Why are hypergraphs everywhere?"
They are not. This is no different than seeing animals in clouds only with something is pretty much formless in the first place.
This does not mean that Wolfram's ideas are full of it but it does not support it either.
Thanks for the response! You may be right: there _are_ patterns in nature that are just like seeing animals in clouds. For example, the way we analogize from planets orbiting a star to electrons orbiting an atomic nucleus is just plain wrong.

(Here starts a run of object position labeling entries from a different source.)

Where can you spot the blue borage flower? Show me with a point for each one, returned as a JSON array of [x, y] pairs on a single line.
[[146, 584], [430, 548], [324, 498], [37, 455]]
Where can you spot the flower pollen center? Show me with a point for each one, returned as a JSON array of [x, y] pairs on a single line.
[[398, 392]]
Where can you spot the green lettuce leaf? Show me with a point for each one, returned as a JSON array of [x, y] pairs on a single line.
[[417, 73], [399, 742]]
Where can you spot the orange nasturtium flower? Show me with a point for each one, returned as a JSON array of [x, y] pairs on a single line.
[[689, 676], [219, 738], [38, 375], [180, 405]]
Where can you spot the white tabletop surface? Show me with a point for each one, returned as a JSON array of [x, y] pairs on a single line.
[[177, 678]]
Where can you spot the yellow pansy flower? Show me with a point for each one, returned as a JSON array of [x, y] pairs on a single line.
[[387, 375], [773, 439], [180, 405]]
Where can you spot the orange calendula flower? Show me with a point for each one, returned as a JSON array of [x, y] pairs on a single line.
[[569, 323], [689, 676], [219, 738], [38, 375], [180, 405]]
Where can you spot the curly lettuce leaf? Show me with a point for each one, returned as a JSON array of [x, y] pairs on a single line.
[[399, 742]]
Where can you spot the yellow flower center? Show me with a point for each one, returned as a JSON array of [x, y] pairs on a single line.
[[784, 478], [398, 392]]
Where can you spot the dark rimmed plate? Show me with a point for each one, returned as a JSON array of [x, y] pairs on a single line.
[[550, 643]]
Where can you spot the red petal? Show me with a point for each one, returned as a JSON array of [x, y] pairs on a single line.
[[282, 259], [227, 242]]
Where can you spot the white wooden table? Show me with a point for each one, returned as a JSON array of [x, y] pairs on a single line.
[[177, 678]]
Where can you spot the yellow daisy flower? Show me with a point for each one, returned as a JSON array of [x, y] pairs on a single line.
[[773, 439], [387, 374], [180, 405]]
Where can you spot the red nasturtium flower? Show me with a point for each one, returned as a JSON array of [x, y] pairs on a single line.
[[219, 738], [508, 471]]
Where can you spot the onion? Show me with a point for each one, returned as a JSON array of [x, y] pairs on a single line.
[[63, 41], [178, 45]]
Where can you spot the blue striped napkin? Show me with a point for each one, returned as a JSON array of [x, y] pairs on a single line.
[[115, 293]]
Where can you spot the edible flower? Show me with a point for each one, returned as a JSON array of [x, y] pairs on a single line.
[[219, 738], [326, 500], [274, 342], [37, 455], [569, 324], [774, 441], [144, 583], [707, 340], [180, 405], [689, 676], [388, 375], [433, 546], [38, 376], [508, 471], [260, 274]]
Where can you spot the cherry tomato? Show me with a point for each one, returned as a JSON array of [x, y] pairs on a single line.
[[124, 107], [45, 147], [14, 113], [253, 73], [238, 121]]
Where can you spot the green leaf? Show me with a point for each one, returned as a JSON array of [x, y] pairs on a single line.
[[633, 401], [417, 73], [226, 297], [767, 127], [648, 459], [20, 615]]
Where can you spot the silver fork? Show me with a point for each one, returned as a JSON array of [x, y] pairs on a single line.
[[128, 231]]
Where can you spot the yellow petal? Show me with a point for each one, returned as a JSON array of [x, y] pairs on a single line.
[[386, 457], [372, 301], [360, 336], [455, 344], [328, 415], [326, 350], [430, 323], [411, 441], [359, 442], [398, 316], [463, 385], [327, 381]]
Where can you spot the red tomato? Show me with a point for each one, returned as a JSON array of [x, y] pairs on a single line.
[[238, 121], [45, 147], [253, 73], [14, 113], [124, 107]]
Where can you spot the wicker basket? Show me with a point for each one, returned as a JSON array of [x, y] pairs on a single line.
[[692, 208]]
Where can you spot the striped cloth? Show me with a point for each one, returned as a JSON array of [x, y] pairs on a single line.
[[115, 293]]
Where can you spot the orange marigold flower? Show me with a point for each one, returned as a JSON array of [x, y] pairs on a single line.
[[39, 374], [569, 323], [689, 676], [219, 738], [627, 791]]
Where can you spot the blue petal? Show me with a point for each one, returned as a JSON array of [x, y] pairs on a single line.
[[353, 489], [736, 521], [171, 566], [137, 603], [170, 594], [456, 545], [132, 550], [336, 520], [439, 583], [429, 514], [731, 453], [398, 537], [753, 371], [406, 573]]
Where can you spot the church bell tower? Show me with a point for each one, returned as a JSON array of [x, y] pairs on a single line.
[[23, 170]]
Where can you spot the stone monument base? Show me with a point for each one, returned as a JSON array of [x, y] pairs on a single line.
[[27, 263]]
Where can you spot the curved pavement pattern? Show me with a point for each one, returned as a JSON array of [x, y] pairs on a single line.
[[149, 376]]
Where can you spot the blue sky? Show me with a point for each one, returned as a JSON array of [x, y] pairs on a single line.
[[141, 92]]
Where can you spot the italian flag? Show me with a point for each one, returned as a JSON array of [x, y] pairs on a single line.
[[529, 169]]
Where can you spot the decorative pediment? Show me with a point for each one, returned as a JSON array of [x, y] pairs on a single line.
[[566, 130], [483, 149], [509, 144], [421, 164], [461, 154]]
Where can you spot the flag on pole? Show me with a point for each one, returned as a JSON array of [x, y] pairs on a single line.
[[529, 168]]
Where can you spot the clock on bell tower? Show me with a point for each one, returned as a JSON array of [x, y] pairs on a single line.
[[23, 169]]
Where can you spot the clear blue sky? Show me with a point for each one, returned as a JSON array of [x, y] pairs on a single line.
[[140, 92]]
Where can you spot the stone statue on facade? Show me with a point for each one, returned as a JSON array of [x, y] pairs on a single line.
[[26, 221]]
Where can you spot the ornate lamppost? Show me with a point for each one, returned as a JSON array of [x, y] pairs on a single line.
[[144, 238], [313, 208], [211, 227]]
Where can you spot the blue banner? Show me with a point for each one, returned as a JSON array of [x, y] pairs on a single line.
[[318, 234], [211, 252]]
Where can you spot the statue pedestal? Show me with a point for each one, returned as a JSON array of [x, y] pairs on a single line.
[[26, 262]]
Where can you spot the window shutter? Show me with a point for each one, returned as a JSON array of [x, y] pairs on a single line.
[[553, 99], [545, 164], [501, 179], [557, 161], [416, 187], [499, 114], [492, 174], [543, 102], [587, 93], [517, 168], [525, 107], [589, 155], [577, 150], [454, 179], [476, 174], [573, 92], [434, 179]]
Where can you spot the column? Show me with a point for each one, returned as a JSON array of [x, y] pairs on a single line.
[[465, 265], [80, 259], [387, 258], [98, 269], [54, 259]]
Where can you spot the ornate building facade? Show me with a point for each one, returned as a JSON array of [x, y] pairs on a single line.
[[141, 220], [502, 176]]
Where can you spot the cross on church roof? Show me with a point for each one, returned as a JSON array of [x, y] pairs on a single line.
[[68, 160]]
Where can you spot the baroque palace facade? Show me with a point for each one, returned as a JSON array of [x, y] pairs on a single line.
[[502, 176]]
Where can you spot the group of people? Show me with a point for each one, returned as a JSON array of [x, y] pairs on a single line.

But I think there's something more basic going on with hypergraphs, because of the way we humans see the world as discrete, connected entities. I think this is compelling enough to be worth pursuing, but you're right, I might be wrong!
@@lasttheory
There are two problems with this. Not one thing is testable so far, just like the String Hypothesis. The other is that it could be false and still fit the evidence, just like the String Hypothesis. Or right and not be falsifiable.
Interesting is not the same as useful.
@@ethelredhardrede1838 Thanks for pushing me on this. These are real issues, and it helps me to engage in real debate about them.

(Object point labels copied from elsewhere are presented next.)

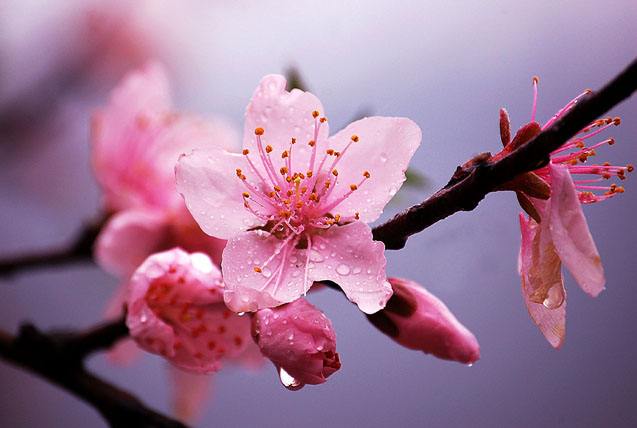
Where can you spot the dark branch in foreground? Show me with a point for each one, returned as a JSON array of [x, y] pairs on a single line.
[[469, 187], [79, 250], [58, 357]]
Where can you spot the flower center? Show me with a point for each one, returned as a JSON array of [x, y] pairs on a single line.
[[291, 196], [575, 153]]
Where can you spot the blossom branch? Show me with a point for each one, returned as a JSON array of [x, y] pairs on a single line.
[[472, 182], [58, 357], [79, 250]]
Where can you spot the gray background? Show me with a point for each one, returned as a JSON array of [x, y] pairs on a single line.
[[447, 65]]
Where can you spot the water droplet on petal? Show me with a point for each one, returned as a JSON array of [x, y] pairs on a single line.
[[343, 269], [288, 381], [554, 298]]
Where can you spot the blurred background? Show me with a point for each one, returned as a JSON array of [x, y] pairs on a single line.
[[447, 65]]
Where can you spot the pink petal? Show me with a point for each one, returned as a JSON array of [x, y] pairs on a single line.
[[423, 322], [213, 193], [136, 106], [282, 280], [176, 309], [137, 140], [384, 148], [189, 393], [573, 240], [298, 338], [283, 115], [551, 322], [128, 238], [350, 257]]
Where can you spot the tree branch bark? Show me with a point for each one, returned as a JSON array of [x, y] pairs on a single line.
[[464, 193], [59, 358]]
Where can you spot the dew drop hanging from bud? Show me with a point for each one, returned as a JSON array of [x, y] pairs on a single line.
[[288, 381]]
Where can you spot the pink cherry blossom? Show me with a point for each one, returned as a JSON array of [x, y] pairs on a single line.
[[176, 309], [136, 141], [418, 320], [294, 205], [299, 340], [556, 231]]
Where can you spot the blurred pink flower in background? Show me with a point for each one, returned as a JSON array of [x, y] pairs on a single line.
[[418, 320], [556, 230], [291, 216], [300, 342], [136, 141]]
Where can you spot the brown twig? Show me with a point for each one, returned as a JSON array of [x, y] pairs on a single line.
[[464, 192], [59, 358]]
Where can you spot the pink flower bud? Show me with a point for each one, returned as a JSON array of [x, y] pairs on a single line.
[[418, 320], [176, 309], [299, 340]]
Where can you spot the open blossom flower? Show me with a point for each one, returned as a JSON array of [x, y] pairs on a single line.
[[418, 320], [556, 231], [176, 309], [136, 141], [299, 340], [294, 205]]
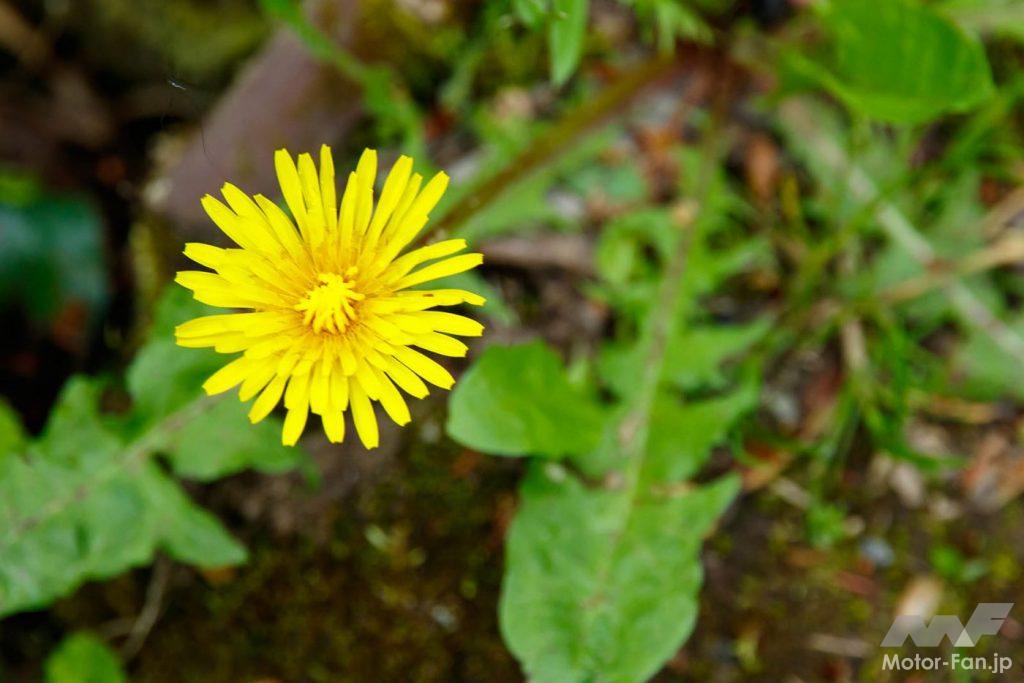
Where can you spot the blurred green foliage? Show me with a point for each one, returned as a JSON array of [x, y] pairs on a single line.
[[52, 254], [899, 61], [83, 658], [88, 498]]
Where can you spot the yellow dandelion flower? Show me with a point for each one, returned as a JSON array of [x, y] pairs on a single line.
[[330, 323]]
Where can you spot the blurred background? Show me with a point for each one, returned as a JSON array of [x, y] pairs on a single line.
[[807, 217]]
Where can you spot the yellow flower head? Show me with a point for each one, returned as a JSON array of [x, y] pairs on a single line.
[[330, 322]]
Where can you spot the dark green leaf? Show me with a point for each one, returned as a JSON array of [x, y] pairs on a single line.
[[599, 586], [516, 400], [566, 31], [82, 503], [83, 658], [52, 255], [900, 61]]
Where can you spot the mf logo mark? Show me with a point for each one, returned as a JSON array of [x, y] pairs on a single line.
[[986, 621]]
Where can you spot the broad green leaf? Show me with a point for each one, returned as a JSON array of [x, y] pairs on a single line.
[[900, 61], [693, 356], [52, 254], [682, 433], [82, 657], [600, 586], [82, 503], [566, 31], [999, 17], [516, 400], [222, 441]]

Again, you're right: nothing testable from Wolfram Physics so far. And yes, the possibility that "it could be false and still fit the evidence" is a real concern. You put it well.
When I say nothing testable from Wolfram Physics so far, I should clarify. General Relativity and aspects of Quantum Mechanics _can_ be derived from Wolfram Physics. But that's too easy: we already know these things.
And that gets to the heart of the matter. The thing is, our existing theories, specifically General Relativity and Quantum Mechanics, model reality so accurately that it's going to be hard for _any_ new theory of physics to find a corner of reality where GR & QM _don't_ predict things perfectly accurately. So it's no surprise that neither String Theory nor Wolfram Physics has failed to find such a corner of reality.
But I don't think that means we should give up. Even if we found a theory that predicts nothing beyond existing GR & QM, but combines GR & QM into a single, seamless theory, I think that would be worth our attention. But I don't think that will be the case. A theory that does this will, I suspect, yield testable predications at the extremities.
It's going to be hard to find such a theory, and it may take years or decades to bring any such theory to the point of testable predictions. To steal a line from JFK, we do these things not because they are easy, but because they are hard.